03 February 2012

Co-pays are "Evil"

A simple analysis of supply and demand shows how the health insurance copay system warps the economy and allows prices to spiral out of control.


When the patient (or buyer, represented by the demand curve) pays a flat rate, the quantity he demands can increase without limit because he pays the same amount no matter what he demands.

Likewise, the pharmaceutical companies (or sellers, represented by the supply curve) can charge any price without concerning the buyer with that detail, they can charge practically any amount, and will happily do so.

The only reason the buyers and sellers can trade at all in this system is because the insurance company steps in to pay the difference.  This means the insurance companies are the only ones with any incentive to control costs, but as long as they can keep raising premiums, their incentive is not that large.

They also get a lot of the criticism because the rising insurance premiums are the only effect the buyers see.  But that effect is so far removed by the broken system from their own consumption choices, that they fail to see the connection.
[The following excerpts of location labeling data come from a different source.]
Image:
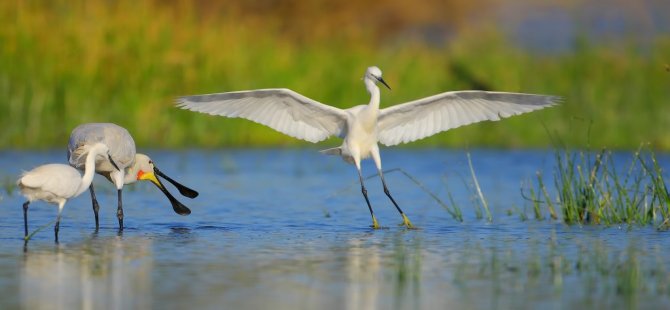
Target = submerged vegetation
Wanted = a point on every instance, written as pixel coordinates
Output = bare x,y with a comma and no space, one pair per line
590,190
63,63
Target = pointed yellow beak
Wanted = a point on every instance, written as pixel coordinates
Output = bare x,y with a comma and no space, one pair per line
150,176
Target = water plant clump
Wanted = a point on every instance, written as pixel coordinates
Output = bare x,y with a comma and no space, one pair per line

A good real world example of this happened when a friend of mine was about to lose insurance for her son, so she actually asked how much his prescription acne medication costs.  The answer was $900, which was even a shock to the pharmacist!  Such an over-inflated price for a trivial medication can only happen when none of the actors on the buying side (patient, doctor, pharmacist, etc.) are paying any attention to the actual cost at all.

The solution is easy.  Instead of a flat co-pay, patients should pay a percentage of the cost of health care.  Even if it were a small percentage like 10% or even less, the consumer would be directly exposed to the actual costs of medications.  It is not likely that anyone would be willing to pay $90 for an acne medication, and most people would be discussing alternate medications with their doctors in order to save a few bucks.